Java 21’s virtual threads let you run millions of cheap threads, making high-concurrency code simple. They’re covered in Java concurrency — one of the most significant modern additions.

🔑 REMEMBER — Modern Java is still statically typed and compiled — these features remove boilerplate, not safety. Records, sealed classes, and pattern matching together let the compiler do more work for you, catching missing cases and generating correct equality. Adopt them; they make Java genuinely pleasant.

Common mistakes

  • Overusing var where the inferred type isn’t obvious — it can hurt readability.
  • Trying to add mutable state to a record — records are immutable by design; use a class if you need mutability.
  • Ignoring exhaustiveness — sealed types plus switch give you compiler-checked completeness; lean on it.
  • Sticking to old patterns — manual data classes and explicit casts when records and pattern matching are cleaner.

Where this fits

Modern Java features are Phase 5 of the Java roadmap, complementing streams and lambdas and refining how you write OOP.

They’re used throughout the job-ready Java in Three Months, with the advanced applications — sealed hierarchies for domain modelling, pattern matching at scale, virtual-thread architectures — in Java for Staff Engineers.

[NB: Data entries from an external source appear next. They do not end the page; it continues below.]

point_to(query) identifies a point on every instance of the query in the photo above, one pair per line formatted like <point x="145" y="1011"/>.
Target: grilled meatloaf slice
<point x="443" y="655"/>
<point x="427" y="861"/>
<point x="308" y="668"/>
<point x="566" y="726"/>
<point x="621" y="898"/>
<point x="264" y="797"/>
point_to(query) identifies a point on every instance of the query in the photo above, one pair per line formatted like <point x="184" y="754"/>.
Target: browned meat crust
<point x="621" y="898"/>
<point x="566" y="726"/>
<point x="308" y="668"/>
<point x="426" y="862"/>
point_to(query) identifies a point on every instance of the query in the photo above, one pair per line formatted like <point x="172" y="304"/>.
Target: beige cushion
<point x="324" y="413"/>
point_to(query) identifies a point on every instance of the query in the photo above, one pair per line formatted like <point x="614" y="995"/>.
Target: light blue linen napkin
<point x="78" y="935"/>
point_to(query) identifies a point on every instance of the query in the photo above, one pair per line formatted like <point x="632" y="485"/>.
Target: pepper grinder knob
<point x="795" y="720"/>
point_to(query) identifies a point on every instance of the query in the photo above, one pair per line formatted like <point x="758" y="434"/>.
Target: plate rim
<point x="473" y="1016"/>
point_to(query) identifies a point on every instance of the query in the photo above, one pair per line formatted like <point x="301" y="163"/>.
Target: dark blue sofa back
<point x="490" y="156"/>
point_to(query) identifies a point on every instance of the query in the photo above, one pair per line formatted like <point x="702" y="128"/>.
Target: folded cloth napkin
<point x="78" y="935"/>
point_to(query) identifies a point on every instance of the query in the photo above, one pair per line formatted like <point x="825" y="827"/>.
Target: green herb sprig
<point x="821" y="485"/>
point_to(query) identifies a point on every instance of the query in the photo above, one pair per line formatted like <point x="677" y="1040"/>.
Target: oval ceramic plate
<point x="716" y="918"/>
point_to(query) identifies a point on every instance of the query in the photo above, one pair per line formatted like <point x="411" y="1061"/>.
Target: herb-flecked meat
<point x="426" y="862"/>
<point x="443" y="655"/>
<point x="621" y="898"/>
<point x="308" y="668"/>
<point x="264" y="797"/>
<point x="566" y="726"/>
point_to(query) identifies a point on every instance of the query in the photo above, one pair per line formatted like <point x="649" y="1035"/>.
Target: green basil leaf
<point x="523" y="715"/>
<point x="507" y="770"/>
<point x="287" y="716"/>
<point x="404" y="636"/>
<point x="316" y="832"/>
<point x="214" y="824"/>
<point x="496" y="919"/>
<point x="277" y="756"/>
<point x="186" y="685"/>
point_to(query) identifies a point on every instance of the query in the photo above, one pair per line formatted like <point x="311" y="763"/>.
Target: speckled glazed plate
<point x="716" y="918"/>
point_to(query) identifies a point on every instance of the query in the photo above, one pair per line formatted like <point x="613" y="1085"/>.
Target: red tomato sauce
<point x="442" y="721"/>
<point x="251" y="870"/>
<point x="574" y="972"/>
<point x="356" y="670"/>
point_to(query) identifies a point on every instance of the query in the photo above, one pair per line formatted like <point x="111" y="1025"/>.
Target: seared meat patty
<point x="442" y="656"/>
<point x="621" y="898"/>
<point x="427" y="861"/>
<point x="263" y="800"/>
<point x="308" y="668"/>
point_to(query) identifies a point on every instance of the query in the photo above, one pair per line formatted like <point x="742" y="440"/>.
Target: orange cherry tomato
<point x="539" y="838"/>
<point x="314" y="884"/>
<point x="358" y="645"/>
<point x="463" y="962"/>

Records, sealed classes, and pattern matching turn verbose Java into concise, compiler-checked code — learn them and modern Java feels like a different language.

Frequently asked questions

What are the main new features in modern Java?

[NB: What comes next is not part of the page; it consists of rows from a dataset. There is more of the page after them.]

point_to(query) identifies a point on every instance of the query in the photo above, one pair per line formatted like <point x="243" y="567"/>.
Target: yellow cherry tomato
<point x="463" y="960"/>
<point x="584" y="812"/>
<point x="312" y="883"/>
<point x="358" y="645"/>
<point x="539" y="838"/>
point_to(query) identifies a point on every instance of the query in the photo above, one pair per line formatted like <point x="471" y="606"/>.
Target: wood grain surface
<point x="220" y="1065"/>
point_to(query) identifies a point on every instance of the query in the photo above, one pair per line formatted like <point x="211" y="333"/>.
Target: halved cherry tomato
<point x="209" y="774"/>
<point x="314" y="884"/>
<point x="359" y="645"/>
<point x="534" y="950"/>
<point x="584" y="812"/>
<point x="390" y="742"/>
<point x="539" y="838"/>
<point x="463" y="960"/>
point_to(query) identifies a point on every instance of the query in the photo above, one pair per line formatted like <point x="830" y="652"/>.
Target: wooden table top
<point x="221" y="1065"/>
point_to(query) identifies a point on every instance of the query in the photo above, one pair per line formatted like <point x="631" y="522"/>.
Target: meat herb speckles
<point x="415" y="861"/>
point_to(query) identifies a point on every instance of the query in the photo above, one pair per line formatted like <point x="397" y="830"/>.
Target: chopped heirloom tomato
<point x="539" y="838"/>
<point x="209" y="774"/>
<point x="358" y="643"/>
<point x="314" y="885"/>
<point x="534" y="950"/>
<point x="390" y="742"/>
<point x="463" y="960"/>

Modern Java (17–21) added records (concise immutable data classes), sealed classes (restricting which classes can extend a type), pattern matching for instanceof and switch, text blocks (multi-line strings), the var keyword for local type inference, and virtual threads for lightweight concurrency. Together they make Java far less verbose.

What is a record in Java?

A record is a concise way to declare an immutable data class. Writing record Point(int x, int y) {} automatically generates the constructor, getters, equals, hashCode, and toString. It replaces dozens of lines of boilerplate for classes whose job is simply to hold data.

What is a sealed class in Java?

A sealed class or interface restricts which other classes can extend or implement it, using the permits clause. This gives you a closed, known set of subtypes, which makes code safer and enables exhaustive pattern matching in switch expressions — the compiler can verify you've handled every case.

Should I learn modern Java features as a beginner?

Learn the core language first — classes, collections, exceptions — then adopt modern features as you go. var, records, and text blocks are beginner-friendly and reduce boilerplate immediately. Sealed classes, pattern matching, and virtual threads are worth learning once the fundamentals are solid.